CAR-T therapy in prostate cancer

Ma et al made the second-generation anti-PSMA CAR-T cells by embedding CD28 as a costimulator.20 They used the healthy donor T cells to make the first-generation anti-PSMA IgTCR CAR-T cells and the second-generation anti-PSMA IgCD28TCR CAR-T cells with retrovirus. Compared with mice inoculated with nontransduced T cells, tumor volume in mice inoculated with anti-PSMA IgTCR-transduced T cells reduced significantly. However, in mice inoculated with anti-PSMA IgCD28TCR-transduced T cells, tumor volume reduced further significantly and the tumor nearly disappeared after 3 weeks. CAR-T cells targeted at PSMA showed potent killing effect against prostate cancer, and the second-generation CAR-T cells have a better killing effect than the first generation and provide a novel approach for clinical immune-targeted therapy for CRPC.

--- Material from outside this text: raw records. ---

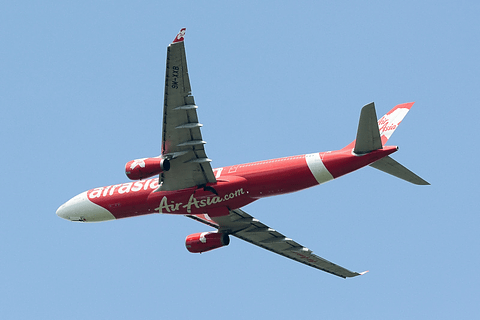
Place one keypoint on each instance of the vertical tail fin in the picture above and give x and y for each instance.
(373, 134)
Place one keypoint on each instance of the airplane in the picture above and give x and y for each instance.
(184, 182)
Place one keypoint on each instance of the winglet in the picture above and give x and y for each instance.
(389, 122)
(180, 36)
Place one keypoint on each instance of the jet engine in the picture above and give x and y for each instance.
(205, 241)
(146, 167)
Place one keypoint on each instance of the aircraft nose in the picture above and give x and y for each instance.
(61, 212)
(80, 208)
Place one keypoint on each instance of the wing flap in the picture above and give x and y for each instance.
(243, 226)
(182, 141)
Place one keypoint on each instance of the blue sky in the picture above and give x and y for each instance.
(81, 93)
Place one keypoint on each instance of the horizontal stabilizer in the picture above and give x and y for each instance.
(368, 133)
(388, 165)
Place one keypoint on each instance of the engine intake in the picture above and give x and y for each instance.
(206, 241)
(146, 168)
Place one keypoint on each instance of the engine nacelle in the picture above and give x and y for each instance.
(146, 167)
(205, 241)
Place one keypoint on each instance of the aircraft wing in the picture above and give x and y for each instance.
(241, 225)
(182, 141)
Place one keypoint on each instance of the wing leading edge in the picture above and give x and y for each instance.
(243, 226)
(182, 141)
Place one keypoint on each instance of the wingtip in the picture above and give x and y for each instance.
(180, 36)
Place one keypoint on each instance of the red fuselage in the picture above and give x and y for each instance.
(236, 185)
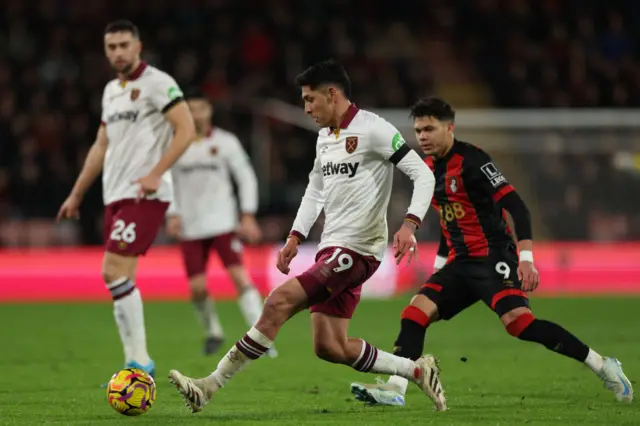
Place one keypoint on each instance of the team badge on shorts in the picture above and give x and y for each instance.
(453, 184)
(351, 144)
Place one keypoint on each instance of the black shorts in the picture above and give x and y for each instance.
(461, 283)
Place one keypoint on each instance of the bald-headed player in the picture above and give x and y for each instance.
(204, 216)
(145, 128)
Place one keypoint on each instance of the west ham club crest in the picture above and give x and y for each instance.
(351, 144)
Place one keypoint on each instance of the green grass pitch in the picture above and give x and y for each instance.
(54, 357)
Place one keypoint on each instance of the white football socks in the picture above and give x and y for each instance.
(251, 347)
(594, 361)
(123, 329)
(250, 304)
(208, 316)
(129, 315)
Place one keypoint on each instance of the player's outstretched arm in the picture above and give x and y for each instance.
(90, 171)
(389, 143)
(442, 254)
(245, 177)
(506, 196)
(308, 212)
(184, 132)
(311, 204)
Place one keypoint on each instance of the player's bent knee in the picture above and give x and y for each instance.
(198, 284)
(330, 351)
(115, 266)
(517, 320)
(426, 306)
(283, 302)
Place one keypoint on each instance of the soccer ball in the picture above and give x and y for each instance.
(131, 392)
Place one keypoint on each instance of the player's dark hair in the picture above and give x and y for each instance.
(195, 93)
(122, 25)
(325, 72)
(433, 107)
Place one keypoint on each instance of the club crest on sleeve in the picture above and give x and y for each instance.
(452, 183)
(351, 144)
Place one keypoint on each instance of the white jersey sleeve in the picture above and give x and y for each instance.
(138, 132)
(389, 143)
(165, 93)
(312, 203)
(244, 175)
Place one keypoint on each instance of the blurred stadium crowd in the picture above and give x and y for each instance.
(546, 53)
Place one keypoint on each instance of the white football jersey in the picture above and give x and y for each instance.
(204, 197)
(352, 179)
(138, 132)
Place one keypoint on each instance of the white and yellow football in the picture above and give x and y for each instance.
(131, 392)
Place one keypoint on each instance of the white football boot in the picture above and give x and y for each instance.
(381, 393)
(196, 392)
(615, 380)
(428, 379)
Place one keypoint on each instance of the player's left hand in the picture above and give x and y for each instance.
(528, 276)
(148, 185)
(405, 242)
(249, 229)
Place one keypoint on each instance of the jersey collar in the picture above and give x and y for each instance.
(135, 74)
(348, 118)
(449, 154)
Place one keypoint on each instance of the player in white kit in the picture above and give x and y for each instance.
(204, 216)
(146, 126)
(351, 180)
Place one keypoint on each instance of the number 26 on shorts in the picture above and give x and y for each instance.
(345, 261)
(123, 232)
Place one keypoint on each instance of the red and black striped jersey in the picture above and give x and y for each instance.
(467, 193)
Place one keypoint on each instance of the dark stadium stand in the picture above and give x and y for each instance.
(529, 53)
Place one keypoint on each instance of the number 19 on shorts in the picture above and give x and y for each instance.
(345, 261)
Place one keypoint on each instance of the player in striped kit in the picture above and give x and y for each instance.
(204, 216)
(145, 128)
(478, 259)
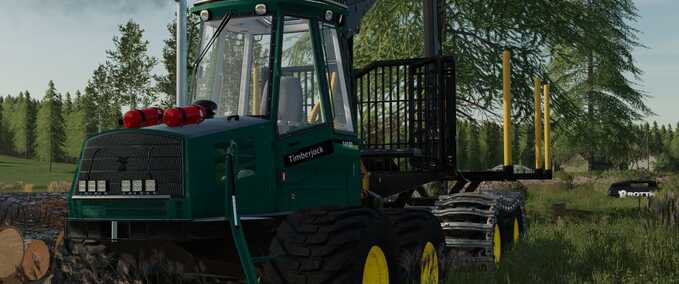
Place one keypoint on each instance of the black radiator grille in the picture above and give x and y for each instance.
(115, 157)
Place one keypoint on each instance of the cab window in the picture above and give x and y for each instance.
(299, 100)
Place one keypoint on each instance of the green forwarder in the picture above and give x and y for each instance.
(289, 166)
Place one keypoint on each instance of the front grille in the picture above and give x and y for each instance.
(119, 156)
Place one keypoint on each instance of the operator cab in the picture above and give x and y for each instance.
(302, 85)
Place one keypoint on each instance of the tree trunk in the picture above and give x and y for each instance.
(590, 110)
(11, 251)
(36, 261)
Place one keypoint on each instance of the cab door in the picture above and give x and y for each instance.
(305, 146)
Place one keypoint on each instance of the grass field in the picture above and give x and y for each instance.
(598, 240)
(17, 172)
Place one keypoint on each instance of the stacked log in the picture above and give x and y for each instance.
(11, 250)
(36, 260)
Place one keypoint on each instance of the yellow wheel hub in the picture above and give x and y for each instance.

It is important to note that healthy tissues that express the targeted antigen may subject to T cell-mediated damage. To solve this problem, Kloss et al came up with a strategy that T cells were transduced with both a CAR that provided suboptimal activation upon binding of one antigen and a chimeric costimulatory receptor that recognized a second antigen.21 Their results showed that cotransduced T cells destroyed only the tumors expressing both antigens but did not affect tumors expressing either antigen alone. This “tumor-sensing” strategy could avoid some side effects of targeted T-cell therapies and advance the application of CAR-T cell therapies.

Conclusion

CAR-T cells targeting prostate cancer-specific antigens have shown exciting results in in vitro cell and animal model experiments, but their efficacy and safety in clinical trials need further studies. For example, a recent study demonstrated the importance of costimulation in defining an optimal CAR-T therapy for PSCA+metastatic prostate cancer.22 Furthermore, Zhang et al recently developed CAR-T cells carrying an anti-PSMA chimeric TCR and a dominant negative TGFß type II receptor for the resistance to TGFß-mediated suppression of cytotoxic T cell function. The cells also expressed HSV1 thymidine kinase to enable cell killing via ganciclovir treatment.23 This novel strategy will overcome the immunosuppression problem frequently associated with cancer immunotherapy. Moreover, nanoparticle-mediated gene delivery has been shown to provide promising results for prostate cancer treatment.24 These results encourage the development of nanoparticles for the delivery of CAR-T in prostate cancer therapy.25 However, there are still many unknown questions in the field such as CAR-T-related signaling pathways, and the comparison with different generations of CAR-T cells still needs clinical trials to test. In addition, the role of stem cells in CAR-T therapy remains unclear.26 Future directions in the development of CAR-T for prostate cancer treatment should focus on high specificity and efficacy, low toxicity and immunosuppression, and synergy with other tumor therapies.27 With the advances in new techniques such as clustered regularly interspaced short palindromic repeats (CRISPR), we expect that CAR-T technology can be successfully applied in clinical prostate cancer therapy in the near future.

Acknowledgments

This study was supported by grants from Jiangsu Province Science Foundation of China (No BK20151166), the Project of Invigorating Health Care Through Science, Technology and Education (No CXTDA2017034), and Jiangsu Provincial Medical Youth Talent (No QNRC2016794).

Footnotes

Disclosure

The authors report no conflicts of interest in this work.